# Preparing lawn soil



## nywoodwizard (Sep 10, 2005)

What do you guys do to prepare your soil before laying sod or seed,is it worth adding organic mulch then top soil before laying sod ? Do you think its nessasary to spray a weed chemical after a lawn is stripped and wait two weeks to plant ? 


:stupid:


----------



## dougchips (Apr 23, 2006)

I layed a couple of pallets about 6 weeks ago. Tilled up the yard, raked out the grass and weeds and layed the sod. Looks great now and no weeds.

If you want a good deal on the sod call your local home center and ask them where they buy it ("my sod is dead what is the vendors #") and place an order directly through the vendor. Or you can special order full pallets from depot for less money than the stock price---plus it is cut the day before the delivery---not sitting somewhere drying out.


----------



## dirt diggler (May 14, 2006)

for seed & straw ... I get half a load of topsoil (if it's not onsite already) and just get a small skim coat

do pretty much the same for sod ... and then water the hell out of it


----------



## POOLMANinCT (Oct 7, 2006)

wtf are you wasting your time like that for?????? don't tell me you are contracting for lawn repair?????


----------



## dirt diggler (May 14, 2006)

yep, as an option/extra:thumbsup:


----------



## POOLMANinCT (Oct 7, 2006)

oh I see as an extra optionl way to waste yout time & money.....

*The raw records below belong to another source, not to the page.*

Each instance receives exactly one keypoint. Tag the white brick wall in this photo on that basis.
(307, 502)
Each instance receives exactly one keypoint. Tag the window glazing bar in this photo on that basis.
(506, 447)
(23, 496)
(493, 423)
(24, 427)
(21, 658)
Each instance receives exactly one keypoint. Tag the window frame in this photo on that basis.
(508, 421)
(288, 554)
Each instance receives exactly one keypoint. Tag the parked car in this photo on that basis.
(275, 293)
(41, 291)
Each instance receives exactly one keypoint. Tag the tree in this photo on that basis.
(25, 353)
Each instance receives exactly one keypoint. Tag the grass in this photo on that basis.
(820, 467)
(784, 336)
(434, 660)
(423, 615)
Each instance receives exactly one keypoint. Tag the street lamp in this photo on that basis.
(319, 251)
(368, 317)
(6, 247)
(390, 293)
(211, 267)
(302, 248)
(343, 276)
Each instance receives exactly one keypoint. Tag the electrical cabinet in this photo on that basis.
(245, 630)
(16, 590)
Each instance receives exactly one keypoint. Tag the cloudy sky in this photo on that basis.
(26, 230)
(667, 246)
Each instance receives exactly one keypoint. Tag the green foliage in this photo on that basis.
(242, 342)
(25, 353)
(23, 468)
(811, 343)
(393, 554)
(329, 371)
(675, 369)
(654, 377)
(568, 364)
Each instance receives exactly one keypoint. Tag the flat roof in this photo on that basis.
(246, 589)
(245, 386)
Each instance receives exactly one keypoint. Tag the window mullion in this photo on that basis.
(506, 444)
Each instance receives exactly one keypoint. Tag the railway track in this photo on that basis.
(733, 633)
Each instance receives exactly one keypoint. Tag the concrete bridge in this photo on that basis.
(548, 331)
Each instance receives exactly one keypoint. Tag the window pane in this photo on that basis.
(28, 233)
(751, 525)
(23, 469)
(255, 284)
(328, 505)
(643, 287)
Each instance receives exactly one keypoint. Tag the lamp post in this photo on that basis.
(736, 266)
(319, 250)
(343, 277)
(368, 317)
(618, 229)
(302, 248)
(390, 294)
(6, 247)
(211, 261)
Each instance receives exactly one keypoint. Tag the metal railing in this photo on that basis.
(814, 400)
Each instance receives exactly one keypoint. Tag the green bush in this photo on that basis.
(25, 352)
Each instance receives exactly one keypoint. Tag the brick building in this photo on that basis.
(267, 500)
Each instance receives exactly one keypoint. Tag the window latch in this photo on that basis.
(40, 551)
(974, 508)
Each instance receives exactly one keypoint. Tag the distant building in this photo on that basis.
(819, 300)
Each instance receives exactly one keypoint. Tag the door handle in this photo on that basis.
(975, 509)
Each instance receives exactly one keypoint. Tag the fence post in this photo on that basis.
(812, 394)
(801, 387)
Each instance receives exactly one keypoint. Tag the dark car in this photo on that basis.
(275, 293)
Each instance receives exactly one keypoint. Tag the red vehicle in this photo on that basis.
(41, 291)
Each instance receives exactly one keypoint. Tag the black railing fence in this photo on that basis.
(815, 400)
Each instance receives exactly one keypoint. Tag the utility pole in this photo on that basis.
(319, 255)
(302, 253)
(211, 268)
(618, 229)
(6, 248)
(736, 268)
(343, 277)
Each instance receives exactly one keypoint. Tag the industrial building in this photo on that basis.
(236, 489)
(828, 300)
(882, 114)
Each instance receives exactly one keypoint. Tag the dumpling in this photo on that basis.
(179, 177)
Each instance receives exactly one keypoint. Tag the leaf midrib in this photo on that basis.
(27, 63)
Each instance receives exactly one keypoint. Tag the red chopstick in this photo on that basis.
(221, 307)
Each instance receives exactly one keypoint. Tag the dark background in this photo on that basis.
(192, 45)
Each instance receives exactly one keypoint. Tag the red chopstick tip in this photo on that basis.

dirt I'm actually pissed at you.... maybe I'm stressed????


----------



## dougchips (Apr 23, 2006)

I almost forgot to mention to curl the ends so the seams are nice and tight.


----------



## dirt diggler (May 14, 2006)

POOLMANinCT said:


> oh I see as an extra optionl way to waste yout time & money.....
> 
> dirt I'm actually pissed at you.... maybe I'm stressed????


i think you are stressed ...

i make pretty good on the final grades


----------



## Chris Johnson (Apr 19, 2007)

Moved into my new house (Not completed yet) and put six inches of compost soil, still haven't planted the lawn, but the wifes vegetable garden has gone gang busters, I've got tomato plants 6' tall and cantelope sprawling like crazy. When I finally get the seed down for grass I'm afraid it will take off like a bat out of hell


----------